Last Wednesday morning, I walked over to my computer, as I do each morning . . . to check my e-mails before leaving for work.
The first thing I noticed was the computer had been “reset.”
Yes, the folks at Microsoft reached out (over the Internet) and added some security software protection updates to my computer.
There was a message in the lower right-hand corner of the screen telling me Microsoft had installed a critical Windows XP update and this update required my computer to be reset.
No, Microsoft is not the “Big Brother” George Orwell was talking about in his book . . . at least that is what I say to myself so I can sleep at night.
Yes, I still use the Windows XP operating system that came with my computer. For now, I do not see the immediate need for me to update to the newly-released Vista operating system.
I am, however, working on a future column where I would like to address the pros and cons concerning whether to upgrade to Vista or if it would be smarter to wait until I buy my next computer.
A new computer with the Vista operating system preinstalled means all the software applications and programs on it would already be “Vista compatible.”
Rest assured, your humble columnist will do his homework for this future column.
I would like to mention, while we are on the subject, that my youngest son, Andrew, is using the Vista operating system on his new computer without any problems (that I am aware of). He likes the speech recognition program that comes with Vista, which allows interaction with his computer just by talking to it.
By using voice commands, he is able to dictate documents and e-mails, start and switch between software programs, control the Vista operating system, and even fill out forms on the Internet. He demonstrated this for me and, I must admit, it was amazing.
And now back to this week’s topic.
My home computer Internet connection is “always on” so the Microsoft update program runs automatically. I do not have to worry about remembering to get the updates.
Before I had a dedicated Internet connection, I used a telephone line for my dial-up access to the Internet.
A few years ago, in order for me to get the Microsoft updates downloaded onto my computer, I needed to access and run the Microsoft update program. I normally ran this once a week.
Getting back to this critical security update, I found out that the update removed a dangerous bug in Windows XP.
This security update is also applicable to the Windows Server 2000 operating system, as well.
However, Microsoft said this critical update did not apply to the Windows 2000 or the new Vista operating systems.
Microsoft gave this serious security fix its most urgent “critical” rating.
The update installed was the Microsoft MS07-061 and is, for the most part, “critical” because the fault it repairs has been seen in “Web-based attack code.”
The Microsoft web site described this threat in their Security Bulletin MS07-061 as a “ . . . critical vulnerability in Windows URI [Unique Resource Identifier] handling [which] could allow remote code execution.”
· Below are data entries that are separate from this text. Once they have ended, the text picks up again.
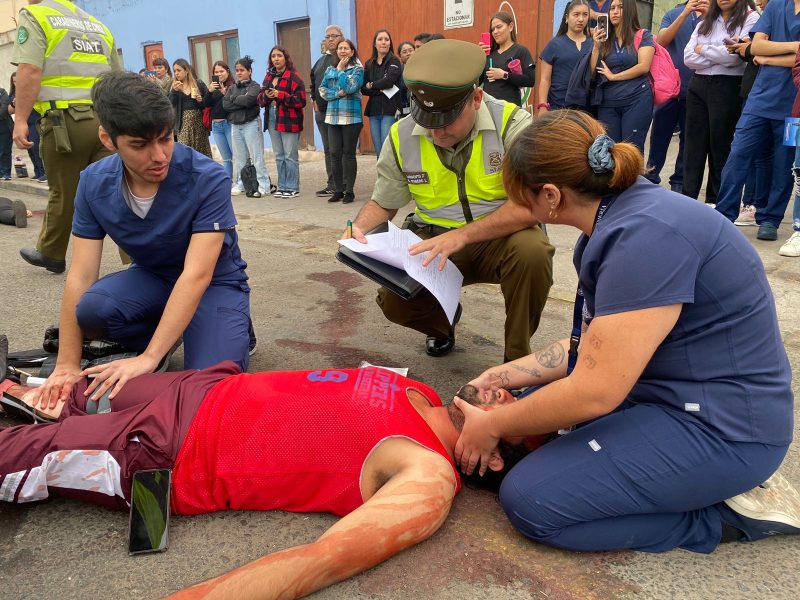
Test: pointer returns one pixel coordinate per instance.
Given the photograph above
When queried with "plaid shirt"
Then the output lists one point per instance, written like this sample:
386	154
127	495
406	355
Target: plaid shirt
345	110
290	101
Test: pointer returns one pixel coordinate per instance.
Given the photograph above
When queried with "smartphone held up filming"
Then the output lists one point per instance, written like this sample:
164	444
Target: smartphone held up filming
149	519
602	26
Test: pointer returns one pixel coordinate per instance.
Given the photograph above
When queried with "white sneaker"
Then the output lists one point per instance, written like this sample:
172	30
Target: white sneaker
775	505
792	246
747	216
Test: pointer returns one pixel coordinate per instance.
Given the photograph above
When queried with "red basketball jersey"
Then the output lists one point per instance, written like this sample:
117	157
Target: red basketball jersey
294	440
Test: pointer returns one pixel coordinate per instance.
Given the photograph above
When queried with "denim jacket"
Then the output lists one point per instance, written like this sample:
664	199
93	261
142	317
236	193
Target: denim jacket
344	110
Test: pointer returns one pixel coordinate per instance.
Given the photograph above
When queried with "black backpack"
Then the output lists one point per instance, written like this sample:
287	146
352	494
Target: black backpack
250	180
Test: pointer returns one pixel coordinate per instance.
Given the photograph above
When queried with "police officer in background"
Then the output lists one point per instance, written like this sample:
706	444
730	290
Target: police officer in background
446	157
60	51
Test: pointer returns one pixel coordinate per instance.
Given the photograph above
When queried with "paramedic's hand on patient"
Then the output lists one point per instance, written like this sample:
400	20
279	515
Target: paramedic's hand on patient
118	373
57	388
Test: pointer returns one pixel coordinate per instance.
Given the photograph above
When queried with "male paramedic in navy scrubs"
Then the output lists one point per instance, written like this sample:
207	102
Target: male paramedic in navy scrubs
169	208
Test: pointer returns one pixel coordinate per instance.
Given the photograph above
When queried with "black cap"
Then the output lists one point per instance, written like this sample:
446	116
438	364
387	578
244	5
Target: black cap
441	76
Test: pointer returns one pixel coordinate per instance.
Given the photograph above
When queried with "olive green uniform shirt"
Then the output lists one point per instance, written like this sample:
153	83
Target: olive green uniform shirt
31	46
391	189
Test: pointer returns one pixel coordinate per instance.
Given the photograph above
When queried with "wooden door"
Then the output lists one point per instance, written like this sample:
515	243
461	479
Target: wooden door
295	36
152	52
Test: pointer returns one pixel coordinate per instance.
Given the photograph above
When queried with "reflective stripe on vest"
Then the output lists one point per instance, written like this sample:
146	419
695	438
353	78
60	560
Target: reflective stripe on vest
444	197
78	50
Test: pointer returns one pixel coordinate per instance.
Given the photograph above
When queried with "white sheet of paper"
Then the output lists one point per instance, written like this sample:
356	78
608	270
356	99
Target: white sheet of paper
391	91
392	248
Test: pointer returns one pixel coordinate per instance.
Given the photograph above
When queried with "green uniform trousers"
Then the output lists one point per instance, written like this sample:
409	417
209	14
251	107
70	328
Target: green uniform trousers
63	172
521	263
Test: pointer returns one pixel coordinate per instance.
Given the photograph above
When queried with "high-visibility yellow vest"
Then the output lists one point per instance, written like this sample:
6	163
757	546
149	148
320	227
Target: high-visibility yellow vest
444	197
78	52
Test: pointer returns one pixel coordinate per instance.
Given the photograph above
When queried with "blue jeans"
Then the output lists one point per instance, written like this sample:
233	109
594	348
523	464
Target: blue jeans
752	132
379	130
284	144
759	179
796	209
644	477
665	118
222	137
126	307
248	143
629	123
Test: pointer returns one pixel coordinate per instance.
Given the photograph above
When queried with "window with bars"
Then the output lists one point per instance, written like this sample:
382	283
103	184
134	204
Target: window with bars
209	48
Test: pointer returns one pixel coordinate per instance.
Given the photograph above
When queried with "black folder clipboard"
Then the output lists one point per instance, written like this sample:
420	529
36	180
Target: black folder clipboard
393	279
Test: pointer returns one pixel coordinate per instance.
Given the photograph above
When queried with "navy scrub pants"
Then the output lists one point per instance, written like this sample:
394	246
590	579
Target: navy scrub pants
126	307
631	122
665	118
644	477
752	132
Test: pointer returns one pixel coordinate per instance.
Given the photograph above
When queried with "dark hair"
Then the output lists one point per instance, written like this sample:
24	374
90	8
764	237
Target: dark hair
353	59
628	27
539	155
510	453
562	30
162	62
246	62
374	56
286	55
126	104
225	66
737	17
508	20
400	46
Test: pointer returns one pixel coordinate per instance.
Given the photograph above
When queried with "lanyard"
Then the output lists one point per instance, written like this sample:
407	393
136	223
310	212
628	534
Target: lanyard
577	312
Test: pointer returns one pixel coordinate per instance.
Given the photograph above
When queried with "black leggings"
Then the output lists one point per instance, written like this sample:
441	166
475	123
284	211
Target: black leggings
342	140
713	107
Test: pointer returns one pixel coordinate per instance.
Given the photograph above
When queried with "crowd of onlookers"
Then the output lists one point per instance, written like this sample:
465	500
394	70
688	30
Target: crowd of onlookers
230	106
738	63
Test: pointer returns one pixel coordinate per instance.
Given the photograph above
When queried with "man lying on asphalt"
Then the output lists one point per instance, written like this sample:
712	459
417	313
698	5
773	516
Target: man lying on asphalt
365	444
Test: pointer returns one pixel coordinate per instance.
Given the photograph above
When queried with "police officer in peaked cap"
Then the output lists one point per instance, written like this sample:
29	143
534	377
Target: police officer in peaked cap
446	158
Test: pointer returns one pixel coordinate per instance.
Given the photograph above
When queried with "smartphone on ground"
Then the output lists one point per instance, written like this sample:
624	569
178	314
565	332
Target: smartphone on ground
149	519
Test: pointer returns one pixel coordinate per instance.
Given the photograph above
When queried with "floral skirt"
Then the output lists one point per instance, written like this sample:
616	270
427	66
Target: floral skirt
192	132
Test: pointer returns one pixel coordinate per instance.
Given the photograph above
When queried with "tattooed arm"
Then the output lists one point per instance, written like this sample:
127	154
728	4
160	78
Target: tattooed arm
405	510
615	349
538	368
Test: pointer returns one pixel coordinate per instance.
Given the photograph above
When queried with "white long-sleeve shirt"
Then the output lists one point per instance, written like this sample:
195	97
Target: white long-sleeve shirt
714	58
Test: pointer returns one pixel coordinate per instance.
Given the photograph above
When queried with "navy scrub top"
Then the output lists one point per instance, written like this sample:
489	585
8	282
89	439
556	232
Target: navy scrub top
195	197
724	362
563	56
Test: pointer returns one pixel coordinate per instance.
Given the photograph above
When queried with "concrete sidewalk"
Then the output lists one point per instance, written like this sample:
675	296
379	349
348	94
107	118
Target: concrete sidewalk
312	312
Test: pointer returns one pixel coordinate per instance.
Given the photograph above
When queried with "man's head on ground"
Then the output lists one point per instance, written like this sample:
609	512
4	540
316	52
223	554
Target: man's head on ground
509	452
333	35
442	77
136	120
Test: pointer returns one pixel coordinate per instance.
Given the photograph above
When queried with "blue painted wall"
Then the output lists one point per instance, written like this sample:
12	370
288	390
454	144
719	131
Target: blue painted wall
136	23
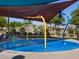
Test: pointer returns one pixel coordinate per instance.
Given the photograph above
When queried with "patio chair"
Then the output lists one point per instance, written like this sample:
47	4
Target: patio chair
18	57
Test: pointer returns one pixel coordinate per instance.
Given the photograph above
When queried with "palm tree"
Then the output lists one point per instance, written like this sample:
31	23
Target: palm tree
3	21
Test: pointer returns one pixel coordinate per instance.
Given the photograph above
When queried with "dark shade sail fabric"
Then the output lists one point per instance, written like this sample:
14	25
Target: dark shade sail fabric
47	11
24	2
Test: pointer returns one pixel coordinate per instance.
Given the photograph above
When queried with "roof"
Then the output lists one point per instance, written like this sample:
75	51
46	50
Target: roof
24	2
48	11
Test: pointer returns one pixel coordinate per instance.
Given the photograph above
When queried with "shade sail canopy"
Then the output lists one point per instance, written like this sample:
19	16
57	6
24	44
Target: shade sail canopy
24	2
47	11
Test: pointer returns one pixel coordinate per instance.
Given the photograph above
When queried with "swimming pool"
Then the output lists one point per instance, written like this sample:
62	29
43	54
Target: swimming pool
37	45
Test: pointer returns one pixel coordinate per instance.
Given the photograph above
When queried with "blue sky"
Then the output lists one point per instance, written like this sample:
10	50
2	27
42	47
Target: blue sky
67	11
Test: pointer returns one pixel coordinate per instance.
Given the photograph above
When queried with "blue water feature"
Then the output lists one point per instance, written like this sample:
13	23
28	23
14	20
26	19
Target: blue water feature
37	45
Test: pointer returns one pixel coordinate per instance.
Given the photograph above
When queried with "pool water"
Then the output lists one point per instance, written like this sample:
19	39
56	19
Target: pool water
37	45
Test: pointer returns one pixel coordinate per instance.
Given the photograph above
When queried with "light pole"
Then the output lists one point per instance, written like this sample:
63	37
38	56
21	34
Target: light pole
68	21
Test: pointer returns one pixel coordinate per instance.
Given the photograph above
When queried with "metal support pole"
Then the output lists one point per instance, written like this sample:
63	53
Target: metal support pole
68	21
8	29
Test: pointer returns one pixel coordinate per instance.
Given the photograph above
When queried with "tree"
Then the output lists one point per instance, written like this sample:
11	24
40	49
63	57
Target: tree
57	20
3	22
15	24
27	22
75	20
A perceptively high tech computer programmer could use this window of vulnerability to take over a computer that did not have this newly updated protection fix or “patch.”
Some individuals have misunderstood the term computer “hacker.” A computer “hacker” is actually defined as a highly talented computer programmer who seeks to gain unauthorized access to computer systems without malicious intent to change or destroy anything on the computer. It is a challenge. They just want to test their computer programming talents.
The computer “cracker,” on the other hand, will take advantage of this latest security vulnerability using the Windows Internet Explorer 7 web browser and possibly other vulnerable programs.
A computer cracker not only wants to gain illegal access to a computer, but also has malicious intent to cause damage to that computer system as their goal.
A cracker would do this in order for them to do things such as stealing passwords, deleting information, or using the computer they are controlling to send out spam e-mails.
To see if your Windows personal computer has all the current Microsoft updates and fixes, visit http://update.microsoft.com/microsoftupdate.
Windows users can visit this web site to get the latest updates and have them downloaded to their computer.
My computer is set to receive security and critical software updates, or “patches,” automatically. On your computer, go to the settings in the Microsoft Windows Control Panel and turn on the “Automatic Updates.” Now when you are connected to the Internet, Windows will automatically find and install any high-priority software updates for your computer as needed.